The first thing is music, when I’m in work the radio goes on and I sing along very badly but it helps the day go quicker and I make sure nobody is within earshot. Secondly my amazing colleagues are the main reason I can do what I do. I’ve had incredible opportunities like helping to create a childrens comic, and because of this I’ve won awards for my outreach and was a finalist in the first Advancing Healthcare Awards Wales. I really couldn’t do it without their continued support and encouragement. Lastly my family keep me motivated, especially my children. They enjoy coming along to help at festivals and are constantly asking me very taxing questions which I love and hope they don’t stop.
When I was at school I really didn’t enjoy science, I didn’t understand it and therefore didn’t consider a scientific career. However my grandad was and still is a huge inspiration to me, he’s always encouraged me to keep learning and he arranged for me to have a look around the Haematology lab at my local hospital. I couldn’t believe how I instantly felt at home in the lab, and by the end of the day I was really keen to work in a biomedical science lab.
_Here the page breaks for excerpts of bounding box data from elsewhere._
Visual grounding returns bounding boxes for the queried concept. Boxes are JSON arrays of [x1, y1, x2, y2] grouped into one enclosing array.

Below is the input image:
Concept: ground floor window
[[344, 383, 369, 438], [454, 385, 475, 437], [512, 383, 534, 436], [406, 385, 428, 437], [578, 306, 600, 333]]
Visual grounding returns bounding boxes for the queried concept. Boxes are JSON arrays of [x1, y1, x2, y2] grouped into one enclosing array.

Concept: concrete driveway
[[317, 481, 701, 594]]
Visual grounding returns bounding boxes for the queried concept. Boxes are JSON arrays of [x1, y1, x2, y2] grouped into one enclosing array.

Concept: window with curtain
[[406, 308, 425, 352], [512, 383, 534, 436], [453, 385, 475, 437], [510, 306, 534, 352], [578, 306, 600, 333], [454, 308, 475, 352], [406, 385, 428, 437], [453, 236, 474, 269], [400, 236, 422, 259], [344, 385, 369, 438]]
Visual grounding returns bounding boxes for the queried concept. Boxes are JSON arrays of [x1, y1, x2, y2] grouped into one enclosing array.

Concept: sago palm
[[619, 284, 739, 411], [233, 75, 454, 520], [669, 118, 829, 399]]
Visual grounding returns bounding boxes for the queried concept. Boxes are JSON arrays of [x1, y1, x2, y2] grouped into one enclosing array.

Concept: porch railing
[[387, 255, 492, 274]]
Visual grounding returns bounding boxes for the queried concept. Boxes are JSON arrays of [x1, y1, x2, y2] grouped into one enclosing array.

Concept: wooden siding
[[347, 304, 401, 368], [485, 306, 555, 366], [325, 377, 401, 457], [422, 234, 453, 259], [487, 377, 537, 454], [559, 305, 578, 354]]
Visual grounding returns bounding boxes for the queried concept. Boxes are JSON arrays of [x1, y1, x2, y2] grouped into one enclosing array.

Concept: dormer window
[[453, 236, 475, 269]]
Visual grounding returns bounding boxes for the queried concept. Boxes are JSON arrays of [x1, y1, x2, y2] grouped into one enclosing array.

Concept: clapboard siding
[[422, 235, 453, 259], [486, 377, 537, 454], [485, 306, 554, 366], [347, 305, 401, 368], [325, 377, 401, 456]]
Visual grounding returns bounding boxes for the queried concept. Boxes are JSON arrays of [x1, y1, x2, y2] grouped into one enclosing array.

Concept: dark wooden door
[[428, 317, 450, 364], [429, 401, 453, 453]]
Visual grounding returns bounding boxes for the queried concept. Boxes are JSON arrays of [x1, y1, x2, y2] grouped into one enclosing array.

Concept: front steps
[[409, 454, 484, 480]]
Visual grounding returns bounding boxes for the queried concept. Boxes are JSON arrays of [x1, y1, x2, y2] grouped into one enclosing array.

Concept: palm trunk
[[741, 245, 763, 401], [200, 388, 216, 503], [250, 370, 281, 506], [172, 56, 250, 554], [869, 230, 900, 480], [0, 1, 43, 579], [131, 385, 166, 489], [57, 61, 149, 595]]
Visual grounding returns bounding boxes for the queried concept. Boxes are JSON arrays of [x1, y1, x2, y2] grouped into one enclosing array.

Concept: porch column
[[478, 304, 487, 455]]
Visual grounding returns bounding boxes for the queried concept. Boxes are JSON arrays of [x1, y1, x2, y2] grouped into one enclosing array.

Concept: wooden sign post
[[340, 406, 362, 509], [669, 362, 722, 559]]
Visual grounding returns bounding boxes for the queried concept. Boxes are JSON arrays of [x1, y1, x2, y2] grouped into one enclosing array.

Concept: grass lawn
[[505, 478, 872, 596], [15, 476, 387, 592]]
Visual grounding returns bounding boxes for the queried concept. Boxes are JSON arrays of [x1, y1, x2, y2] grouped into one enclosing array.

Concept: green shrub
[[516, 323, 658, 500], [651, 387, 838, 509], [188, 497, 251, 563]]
I think for myself I just could understand how to apply the knowledge learnt in the classroom to a practical setting and when I was shown it made me realise that I did want a scientific career.
My advice would be keep an open mind, there are hundreds of various STEM careers and each one requires its own set of skills and knowledge that you might have. For example I’m quite creative, in Histology it’s very hands on and we have to produce a slide to look at down the microscope, so this aspect appeals to that side of me. Other disciplines are very automated which could appeal to people who are very technical and have a mathematical brain as there are many figures produced for a blood test for example. I would also say never give up, some fields are very very competitive and chances are you will be rejected quite a few times, however, how you handle this is just as important as getting a position and you can use this experience to grow as a person. It’s difficult not to take it personally but you can’t and you shouldn’t compare yourself to others so use the negative experience and get something positive out of it.